Latest revision as of 15:50, 4 October 2023

Crystal Structure of the Heterodimeric NPAS1-ARNT ComplexCrystal Structure of the Heterodimeric NPAS1-ARNT Complex

Structural highlights

5sy5 is a 6 chain structure with sequence from Mus musculus. Full crystallographic information is available from OCA. For a guided tour on the structure components use FirstGlance.
Method:X-ray diffraction, Resolution 3.201Å
Resources:FirstGlance, OCA, PDBe, RCSB, PDBsum, ProSAT

Function

ARNT_MOUSE Required for activity of the Ah (dioxin) receptor. This protein is required for the ligand-binding subunit to translocate from the cytosol to the nucleus after ligand binding. The complex then initiates transcription of genes involved in the activation of PAH procarcinogens. The heterodimer with HIF1A or EPAS1/HIF2A functions as a transcriptional regulator of the adaptive response to hypoxia (By similarity).

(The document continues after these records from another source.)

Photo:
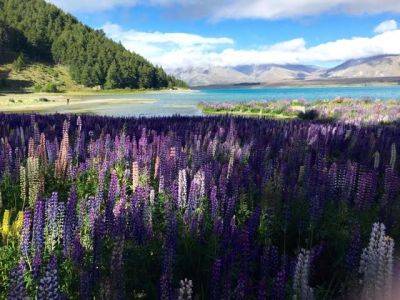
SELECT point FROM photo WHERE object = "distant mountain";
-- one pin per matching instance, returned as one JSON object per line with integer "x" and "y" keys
{"x": 371, "y": 67}
{"x": 203, "y": 76}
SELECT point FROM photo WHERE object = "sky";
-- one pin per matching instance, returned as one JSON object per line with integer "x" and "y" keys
{"x": 195, "y": 33}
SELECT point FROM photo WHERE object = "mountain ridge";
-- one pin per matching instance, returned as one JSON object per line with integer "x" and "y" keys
{"x": 378, "y": 66}
{"x": 52, "y": 36}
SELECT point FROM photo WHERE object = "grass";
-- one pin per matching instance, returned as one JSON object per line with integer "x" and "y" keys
{"x": 36, "y": 77}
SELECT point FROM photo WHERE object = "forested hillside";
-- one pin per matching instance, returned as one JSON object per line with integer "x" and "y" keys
{"x": 45, "y": 33}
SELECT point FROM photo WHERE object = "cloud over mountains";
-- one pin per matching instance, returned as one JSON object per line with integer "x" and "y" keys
{"x": 239, "y": 9}
{"x": 179, "y": 50}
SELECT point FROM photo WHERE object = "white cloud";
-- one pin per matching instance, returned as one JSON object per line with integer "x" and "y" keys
{"x": 173, "y": 50}
{"x": 237, "y": 9}
{"x": 277, "y": 9}
{"x": 386, "y": 26}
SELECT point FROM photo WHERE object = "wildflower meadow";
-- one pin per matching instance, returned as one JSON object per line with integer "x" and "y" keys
{"x": 197, "y": 208}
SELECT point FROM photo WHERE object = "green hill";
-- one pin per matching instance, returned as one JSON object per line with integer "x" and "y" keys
{"x": 50, "y": 37}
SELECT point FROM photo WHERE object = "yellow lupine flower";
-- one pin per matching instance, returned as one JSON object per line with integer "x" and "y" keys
{"x": 5, "y": 228}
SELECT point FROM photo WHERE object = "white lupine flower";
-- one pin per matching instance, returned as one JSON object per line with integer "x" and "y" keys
{"x": 301, "y": 289}
{"x": 376, "y": 265}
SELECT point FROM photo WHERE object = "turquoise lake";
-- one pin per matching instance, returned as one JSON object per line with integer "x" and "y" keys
{"x": 185, "y": 103}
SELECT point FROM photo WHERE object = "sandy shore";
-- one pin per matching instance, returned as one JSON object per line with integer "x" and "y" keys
{"x": 41, "y": 102}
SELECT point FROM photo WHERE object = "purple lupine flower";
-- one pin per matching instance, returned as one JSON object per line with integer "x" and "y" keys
{"x": 214, "y": 202}
{"x": 117, "y": 269}
{"x": 262, "y": 289}
{"x": 51, "y": 228}
{"x": 36, "y": 265}
{"x": 215, "y": 279}
{"x": 26, "y": 234}
{"x": 354, "y": 251}
{"x": 17, "y": 290}
{"x": 48, "y": 287}
{"x": 278, "y": 291}
{"x": 71, "y": 222}
{"x": 38, "y": 228}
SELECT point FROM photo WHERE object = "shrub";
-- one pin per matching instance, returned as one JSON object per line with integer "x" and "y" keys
{"x": 50, "y": 88}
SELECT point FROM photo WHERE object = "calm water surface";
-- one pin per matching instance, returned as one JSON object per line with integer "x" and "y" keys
{"x": 185, "y": 103}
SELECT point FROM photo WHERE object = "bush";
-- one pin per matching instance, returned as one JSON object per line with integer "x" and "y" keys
{"x": 50, "y": 88}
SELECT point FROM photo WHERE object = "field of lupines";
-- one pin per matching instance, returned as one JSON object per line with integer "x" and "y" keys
{"x": 345, "y": 110}
{"x": 197, "y": 208}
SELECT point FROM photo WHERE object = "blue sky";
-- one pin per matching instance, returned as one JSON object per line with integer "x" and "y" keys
{"x": 184, "y": 33}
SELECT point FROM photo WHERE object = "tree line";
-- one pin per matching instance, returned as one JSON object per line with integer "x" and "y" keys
{"x": 44, "y": 32}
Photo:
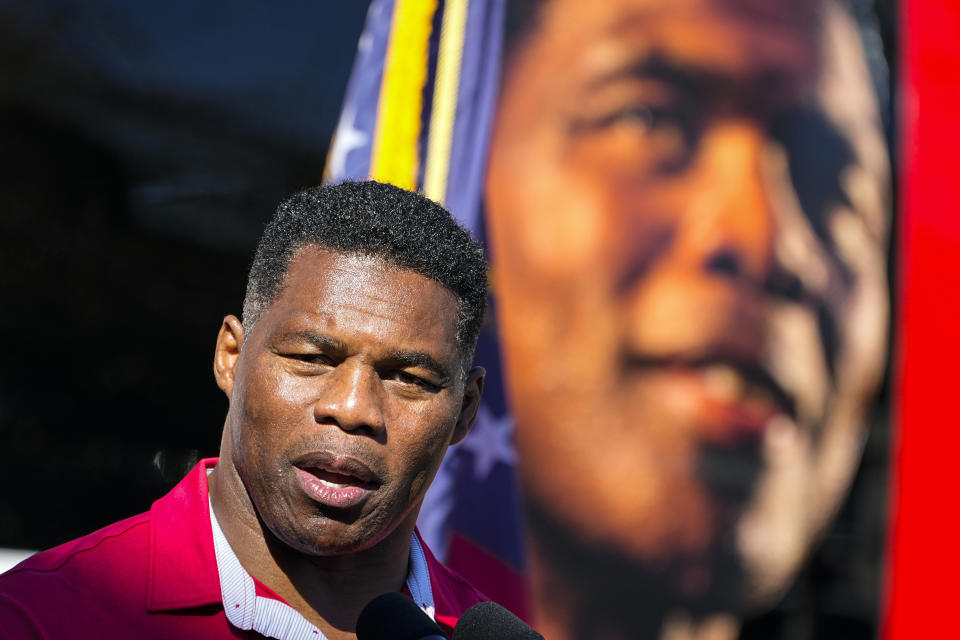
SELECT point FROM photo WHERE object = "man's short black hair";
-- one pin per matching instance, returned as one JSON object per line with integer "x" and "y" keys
{"x": 376, "y": 220}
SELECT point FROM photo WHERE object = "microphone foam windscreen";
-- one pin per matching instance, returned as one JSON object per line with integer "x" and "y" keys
{"x": 394, "y": 616}
{"x": 490, "y": 621}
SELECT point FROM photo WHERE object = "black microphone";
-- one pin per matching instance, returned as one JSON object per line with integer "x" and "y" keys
{"x": 394, "y": 616}
{"x": 490, "y": 621}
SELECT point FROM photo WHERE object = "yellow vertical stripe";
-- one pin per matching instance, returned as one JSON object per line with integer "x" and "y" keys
{"x": 401, "y": 94}
{"x": 445, "y": 100}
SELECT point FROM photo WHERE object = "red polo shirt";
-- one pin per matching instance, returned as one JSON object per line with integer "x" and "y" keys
{"x": 153, "y": 576}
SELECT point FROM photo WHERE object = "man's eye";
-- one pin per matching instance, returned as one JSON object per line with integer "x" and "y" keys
{"x": 415, "y": 381}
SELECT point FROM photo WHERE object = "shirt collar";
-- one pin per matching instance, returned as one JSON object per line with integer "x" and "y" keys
{"x": 191, "y": 567}
{"x": 183, "y": 564}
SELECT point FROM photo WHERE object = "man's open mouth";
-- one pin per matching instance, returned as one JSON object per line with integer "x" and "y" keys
{"x": 335, "y": 480}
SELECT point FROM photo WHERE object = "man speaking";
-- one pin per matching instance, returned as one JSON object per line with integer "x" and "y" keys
{"x": 348, "y": 377}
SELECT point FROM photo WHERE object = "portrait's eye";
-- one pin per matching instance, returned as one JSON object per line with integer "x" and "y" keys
{"x": 640, "y": 134}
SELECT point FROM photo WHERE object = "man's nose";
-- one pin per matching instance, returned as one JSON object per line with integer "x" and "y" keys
{"x": 351, "y": 398}
{"x": 728, "y": 227}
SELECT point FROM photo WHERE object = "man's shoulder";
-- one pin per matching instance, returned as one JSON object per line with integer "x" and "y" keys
{"x": 121, "y": 545}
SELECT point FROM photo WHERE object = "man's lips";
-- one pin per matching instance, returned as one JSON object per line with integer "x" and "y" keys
{"x": 335, "y": 480}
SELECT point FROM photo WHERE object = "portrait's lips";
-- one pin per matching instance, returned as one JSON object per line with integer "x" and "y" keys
{"x": 735, "y": 400}
{"x": 740, "y": 393}
{"x": 335, "y": 480}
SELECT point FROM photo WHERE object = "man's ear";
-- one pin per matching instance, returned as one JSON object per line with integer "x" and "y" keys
{"x": 472, "y": 390}
{"x": 227, "y": 353}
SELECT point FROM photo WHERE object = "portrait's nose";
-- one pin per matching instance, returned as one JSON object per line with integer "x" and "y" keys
{"x": 728, "y": 227}
{"x": 350, "y": 398}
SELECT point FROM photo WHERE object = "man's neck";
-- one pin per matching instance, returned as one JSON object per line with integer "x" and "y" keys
{"x": 329, "y": 591}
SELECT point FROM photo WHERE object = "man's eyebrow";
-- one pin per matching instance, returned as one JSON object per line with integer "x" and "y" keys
{"x": 316, "y": 339}
{"x": 418, "y": 359}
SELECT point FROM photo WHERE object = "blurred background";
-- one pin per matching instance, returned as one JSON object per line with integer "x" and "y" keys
{"x": 144, "y": 147}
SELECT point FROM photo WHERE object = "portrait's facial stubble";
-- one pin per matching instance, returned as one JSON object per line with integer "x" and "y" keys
{"x": 684, "y": 336}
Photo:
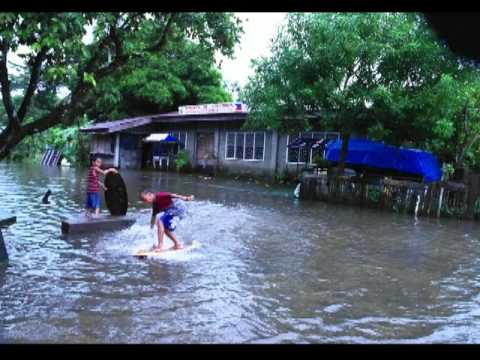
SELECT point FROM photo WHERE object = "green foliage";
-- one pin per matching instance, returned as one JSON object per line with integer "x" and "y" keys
{"x": 182, "y": 161}
{"x": 77, "y": 52}
{"x": 74, "y": 145}
{"x": 383, "y": 75}
{"x": 157, "y": 83}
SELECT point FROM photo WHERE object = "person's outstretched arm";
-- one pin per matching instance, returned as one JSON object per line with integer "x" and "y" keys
{"x": 183, "y": 197}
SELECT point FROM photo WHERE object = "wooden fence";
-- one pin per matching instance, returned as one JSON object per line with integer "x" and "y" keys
{"x": 438, "y": 199}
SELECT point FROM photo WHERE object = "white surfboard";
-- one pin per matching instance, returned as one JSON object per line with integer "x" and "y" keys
{"x": 170, "y": 251}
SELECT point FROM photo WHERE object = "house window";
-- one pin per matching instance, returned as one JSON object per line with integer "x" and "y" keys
{"x": 298, "y": 155}
{"x": 230, "y": 146}
{"x": 182, "y": 139}
{"x": 239, "y": 145}
{"x": 245, "y": 146}
{"x": 249, "y": 142}
{"x": 259, "y": 145}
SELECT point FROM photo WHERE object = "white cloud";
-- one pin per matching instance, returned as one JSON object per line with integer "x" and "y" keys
{"x": 259, "y": 29}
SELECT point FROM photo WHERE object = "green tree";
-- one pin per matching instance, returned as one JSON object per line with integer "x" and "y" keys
{"x": 365, "y": 74}
{"x": 58, "y": 55}
{"x": 158, "y": 83}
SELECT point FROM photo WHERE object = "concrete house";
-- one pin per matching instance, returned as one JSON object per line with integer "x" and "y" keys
{"x": 210, "y": 133}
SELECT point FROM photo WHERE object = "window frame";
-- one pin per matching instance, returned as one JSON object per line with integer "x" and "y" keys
{"x": 244, "y": 133}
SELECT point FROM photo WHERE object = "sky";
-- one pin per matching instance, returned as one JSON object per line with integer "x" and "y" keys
{"x": 259, "y": 29}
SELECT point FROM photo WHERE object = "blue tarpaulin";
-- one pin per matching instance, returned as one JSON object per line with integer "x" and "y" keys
{"x": 375, "y": 154}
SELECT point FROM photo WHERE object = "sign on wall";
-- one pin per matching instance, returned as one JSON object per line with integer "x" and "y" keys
{"x": 212, "y": 108}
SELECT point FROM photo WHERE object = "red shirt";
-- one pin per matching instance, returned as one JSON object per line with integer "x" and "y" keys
{"x": 92, "y": 180}
{"x": 163, "y": 200}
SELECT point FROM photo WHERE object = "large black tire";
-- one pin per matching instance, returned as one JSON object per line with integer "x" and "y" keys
{"x": 116, "y": 196}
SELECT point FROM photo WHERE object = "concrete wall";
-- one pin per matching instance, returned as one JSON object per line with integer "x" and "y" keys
{"x": 275, "y": 157}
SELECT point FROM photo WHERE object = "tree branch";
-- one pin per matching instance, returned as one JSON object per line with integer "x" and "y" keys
{"x": 32, "y": 85}
{"x": 5, "y": 84}
{"x": 161, "y": 43}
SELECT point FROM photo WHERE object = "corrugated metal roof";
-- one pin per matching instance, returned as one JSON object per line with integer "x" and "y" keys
{"x": 171, "y": 117}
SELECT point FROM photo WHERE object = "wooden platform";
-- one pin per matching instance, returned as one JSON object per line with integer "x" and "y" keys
{"x": 6, "y": 219}
{"x": 82, "y": 224}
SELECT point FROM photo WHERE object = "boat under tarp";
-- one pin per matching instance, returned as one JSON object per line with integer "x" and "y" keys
{"x": 370, "y": 154}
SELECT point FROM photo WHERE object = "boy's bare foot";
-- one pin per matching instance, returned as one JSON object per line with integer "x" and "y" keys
{"x": 157, "y": 248}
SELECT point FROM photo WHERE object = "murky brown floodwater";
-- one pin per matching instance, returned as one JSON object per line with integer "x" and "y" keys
{"x": 272, "y": 269}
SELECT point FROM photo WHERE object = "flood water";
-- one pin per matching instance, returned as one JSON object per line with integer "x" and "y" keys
{"x": 271, "y": 269}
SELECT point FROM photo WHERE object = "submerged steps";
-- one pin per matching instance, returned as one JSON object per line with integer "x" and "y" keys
{"x": 5, "y": 220}
{"x": 82, "y": 224}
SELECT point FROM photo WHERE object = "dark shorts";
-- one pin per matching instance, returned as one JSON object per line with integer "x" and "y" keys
{"x": 93, "y": 201}
{"x": 169, "y": 221}
{"x": 172, "y": 216}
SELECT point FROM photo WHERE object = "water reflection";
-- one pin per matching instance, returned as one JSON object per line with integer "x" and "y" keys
{"x": 270, "y": 269}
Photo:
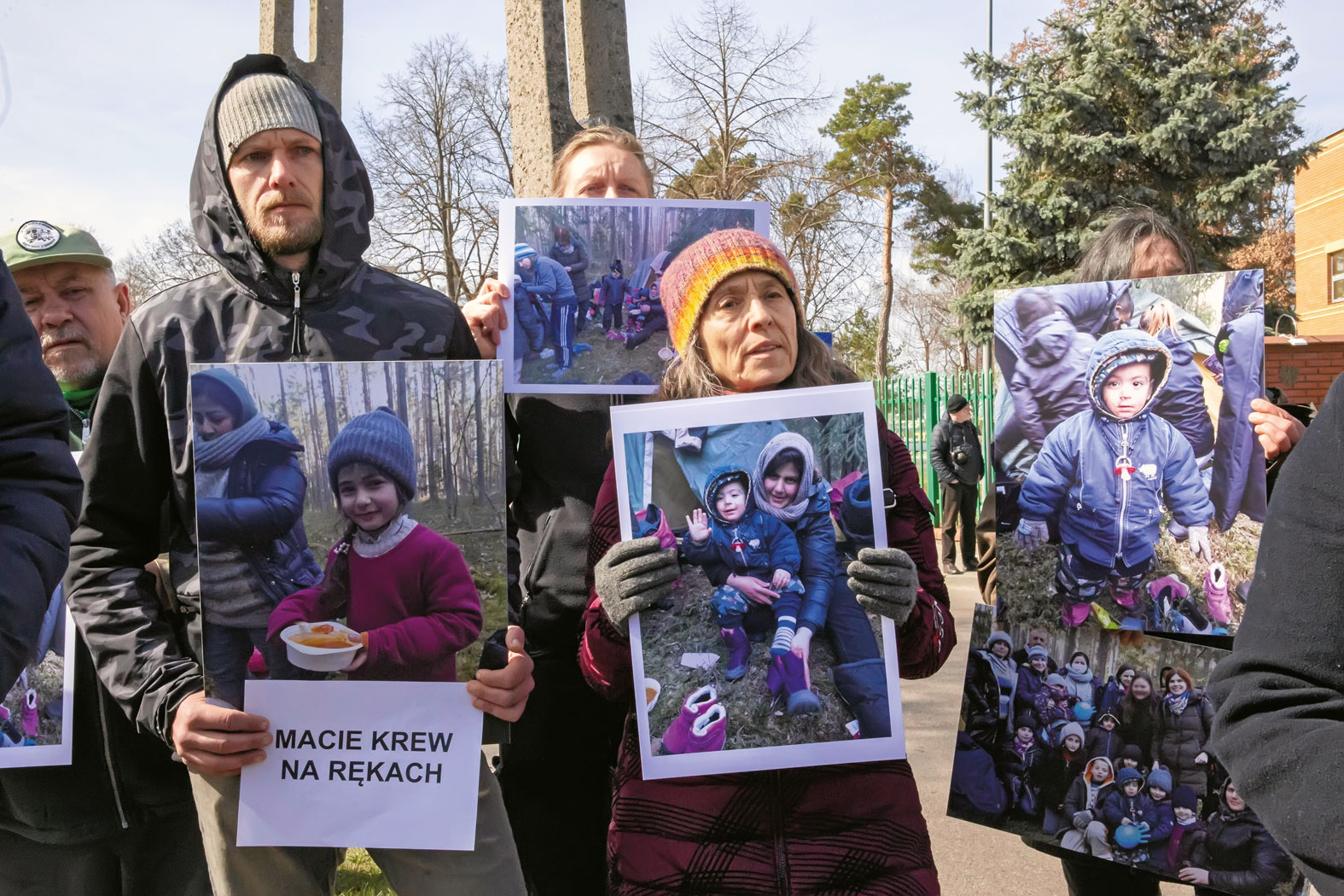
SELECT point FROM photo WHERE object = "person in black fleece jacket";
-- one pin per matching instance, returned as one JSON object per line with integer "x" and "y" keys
{"x": 1280, "y": 696}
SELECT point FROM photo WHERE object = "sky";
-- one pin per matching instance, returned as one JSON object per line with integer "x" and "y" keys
{"x": 102, "y": 104}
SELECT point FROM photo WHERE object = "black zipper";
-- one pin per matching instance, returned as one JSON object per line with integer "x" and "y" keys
{"x": 781, "y": 853}
{"x": 107, "y": 757}
{"x": 299, "y": 340}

Publication Abstract from PubMed

The neuronal PAS domain proteins NPAS1 and NPAS3 are members of the basic helix-loop-helix-PER-ARNT-SIM (bHLH-PAS) family, and their genetic deficiencies are linked to a variety of human psychiatric disorders including schizophrenia, autism spectrum disorders and bipolar disease. NPAS1 and NPAS3 must each heterodimerize with the aryl hydrocarbon receptor nuclear translocator (ARNT), to form functional transcription complexes capable of DNA binding and gene regulation. Here we examined the crystal structures of multi-domain NPAS1-ARNT and NPAS3-ARNT-DNA complexes, discovering each to contain four putative ligand-binding pockets. Through expanded architectural comparisons between these complexes and HIF-1alpha-ARNT, HIF-2alpha-ARNT and CLOCK-BMAL1, we show the wider mammalian bHLH-PAS family is capable of multi-ligand-binding and presents as an ideal class of transcription factors for direct targeting by small-molecule drugs.

NPAS1-ARNT and NPAS3-ARNT crystal structures implicate the bHLH-PAS family as multi-ligand binding transcription factors.,Wu D, Su X, Potluri N, Kim Y, Rastinejad F Elife. 2016 Oct 26;5. pii: e18790. doi: 10.7554/eLife.18790. PMID:27782878[1]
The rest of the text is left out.